Tungsten–Iron–Ruthenium Ternary Alloy Immobilized into the Inner Nickel Foam for High‐Current‐Density Water Oxidation

The pursuit of highly‐active and stable catalysts in anodic oxygen evolution reaction (OER) is desirable for high‐current‐density water electrolysis toward industrial hydrogen production. Herein, a straightforward yet feasible method to prepare WFeRu ternary alloying catalyst on nickel foam is demonstrated, whereby the foreign W, Fe, and Ru metal atoms diffuse into the Ni foam resulting in the formation of inner immobilized ternary alloy. Thanks to the synergistic impact of foreign metal atoms and structural robustness of inner immobilized alloying catalyst, the well‐designed WFeRu@NF self‐standing anode exhibits superior OER activities. It only requires overpotentials of 245 and 346 mV to attain current densities of 20 and 500 mA cm−2, respectively. Moreover, the as‐prepared ternary alloying catalyst also exhibits a long‐term stability at a high‐current‐density of 500 mA cm−2 for over 45 h, evidencing the inner‐immobilization strategy is promising for the development of highly active and stable metal‐based catalysts for high‐density‐current water oxidation process.
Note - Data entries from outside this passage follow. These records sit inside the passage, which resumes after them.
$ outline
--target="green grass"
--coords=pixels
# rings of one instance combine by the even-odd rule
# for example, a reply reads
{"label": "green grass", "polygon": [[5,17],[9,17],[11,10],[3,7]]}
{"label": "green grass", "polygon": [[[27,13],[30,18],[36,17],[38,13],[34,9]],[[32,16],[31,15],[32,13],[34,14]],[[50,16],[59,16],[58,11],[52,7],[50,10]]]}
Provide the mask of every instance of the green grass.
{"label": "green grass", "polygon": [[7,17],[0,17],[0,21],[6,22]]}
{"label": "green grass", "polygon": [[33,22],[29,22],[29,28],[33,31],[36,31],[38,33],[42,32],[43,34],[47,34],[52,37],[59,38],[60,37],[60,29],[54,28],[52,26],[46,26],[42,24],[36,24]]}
Self‐standing WFeRu@NF alloying catalyst is deliberately designed by the diffusion of W, Fe, and Ru atoms into the inner layer of nickel foam. Thanks to the high intrinsic OER activity of WFeRu alloy and the surrounded‐compression bringing robust protection environment, the as‐obtained WFeRu@NF composite catalyst shows a superior high‐current‐density water oxidation process.